テーブルに突っ伏していた俺は勢いよく起き上がる。
「ざっ、残夏!?」
「そーたんがちよたんと出掛けちゃったし、渡狸がこっち見てるから来てみたんだけど…何そんなにうろたえてんの〜?……ていうか、さっきの、何?」
一呼吸置いてから聞こえてきた残夏の声は、いつもより一オクターブぐらい低かった。
怒って…るのか…?
「………ッ」
「ちょっと、わたぬ…「馬鹿だって言ってんだよ!!残夏の馬鹿!!…俺の気持ちも知らないで狐ヤローといちゃいちゃしやがって!…心読めんなら…少しは、俺の気持ち、気づいてくれよ…っ」
言ってからすぐ後悔した。これじゃ残夏のことが好きってのバレバレじゃん。…それに、勢い余って立ち上がっちゃったし。
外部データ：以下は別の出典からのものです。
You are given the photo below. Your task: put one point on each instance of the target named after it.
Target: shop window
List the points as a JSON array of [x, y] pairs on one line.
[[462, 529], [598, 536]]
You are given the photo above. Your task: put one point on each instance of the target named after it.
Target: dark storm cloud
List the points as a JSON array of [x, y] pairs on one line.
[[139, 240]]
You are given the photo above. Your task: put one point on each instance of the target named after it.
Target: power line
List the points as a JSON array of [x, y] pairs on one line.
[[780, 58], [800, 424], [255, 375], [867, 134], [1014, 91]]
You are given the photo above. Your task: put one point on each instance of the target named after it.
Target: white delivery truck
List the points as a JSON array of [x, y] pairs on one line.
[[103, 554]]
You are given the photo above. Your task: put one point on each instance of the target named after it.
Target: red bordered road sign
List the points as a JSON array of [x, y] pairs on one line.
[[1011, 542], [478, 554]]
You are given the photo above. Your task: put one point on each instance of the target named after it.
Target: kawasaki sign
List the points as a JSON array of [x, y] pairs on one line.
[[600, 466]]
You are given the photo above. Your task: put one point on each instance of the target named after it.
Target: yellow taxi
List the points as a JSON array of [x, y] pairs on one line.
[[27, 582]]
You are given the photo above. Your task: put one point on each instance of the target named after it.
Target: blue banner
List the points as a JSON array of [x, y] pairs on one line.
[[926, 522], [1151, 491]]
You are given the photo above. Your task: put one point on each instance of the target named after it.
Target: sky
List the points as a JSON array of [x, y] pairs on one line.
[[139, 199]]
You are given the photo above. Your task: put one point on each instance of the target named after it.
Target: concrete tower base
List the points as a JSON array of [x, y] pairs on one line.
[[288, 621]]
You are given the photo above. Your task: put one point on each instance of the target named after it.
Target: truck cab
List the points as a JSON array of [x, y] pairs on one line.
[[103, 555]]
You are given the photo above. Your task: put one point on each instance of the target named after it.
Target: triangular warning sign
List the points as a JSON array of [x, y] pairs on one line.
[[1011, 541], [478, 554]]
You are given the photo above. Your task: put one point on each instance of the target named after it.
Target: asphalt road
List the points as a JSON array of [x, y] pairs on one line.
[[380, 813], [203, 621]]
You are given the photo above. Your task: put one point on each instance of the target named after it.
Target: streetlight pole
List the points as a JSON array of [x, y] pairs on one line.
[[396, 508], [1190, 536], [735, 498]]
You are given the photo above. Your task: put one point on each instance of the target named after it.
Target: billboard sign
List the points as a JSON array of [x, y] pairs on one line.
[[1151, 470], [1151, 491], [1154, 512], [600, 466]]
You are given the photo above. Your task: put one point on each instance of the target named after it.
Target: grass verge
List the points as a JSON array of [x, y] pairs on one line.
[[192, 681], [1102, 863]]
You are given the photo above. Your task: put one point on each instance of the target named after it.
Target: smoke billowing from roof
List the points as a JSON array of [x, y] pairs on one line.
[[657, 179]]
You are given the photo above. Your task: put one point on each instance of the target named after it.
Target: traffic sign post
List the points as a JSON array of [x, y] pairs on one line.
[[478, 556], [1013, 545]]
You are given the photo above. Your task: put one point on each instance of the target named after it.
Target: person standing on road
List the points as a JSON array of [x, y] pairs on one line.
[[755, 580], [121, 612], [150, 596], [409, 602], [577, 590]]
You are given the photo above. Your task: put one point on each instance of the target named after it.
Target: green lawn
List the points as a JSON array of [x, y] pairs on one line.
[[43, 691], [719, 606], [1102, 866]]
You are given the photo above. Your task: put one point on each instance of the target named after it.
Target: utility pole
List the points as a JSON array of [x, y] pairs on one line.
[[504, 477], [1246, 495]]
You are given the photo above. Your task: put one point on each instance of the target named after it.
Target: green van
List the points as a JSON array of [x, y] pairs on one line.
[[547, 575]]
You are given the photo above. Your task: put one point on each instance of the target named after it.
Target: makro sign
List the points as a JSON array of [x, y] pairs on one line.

「…え、わ「ちっ、違う!そうじゃ、なくて…っう、ちが…っ…忘れて、くれ…っ」
心臓が痛いくらい脈打つ。上手く息が出来ない。
「渡狸、ボクの話も聞いて。」
俺を落ち着かせようとしてるのか、いつものおちゃらけた口調ではなかった。
「ボクはね、渡狸のことが好きだよ。」
ほら、やっぱりあの狐ヤローが………って
「…え?」
「だから、ボクは最初から渡狸が好きだったよ。」
「…うそ、だろ…?」
「ホントだって〜☆ボクを信じなよ♪」
そう言って俺の頬を両手で包み込んでくる残夏。…顔に熱が集まるのがわかる。
「ざ、んげ…「好きだよ、渡狸」
そう言って、残夏は俺を抱きしめてきた。
頭一個分くらい身長が違う残夏に俺はすっぽりと収まった。
嬉しさと恥ずかしさが入り混じって複雑な気持ちのなか、俺はそっと残夏の腰に手を回した。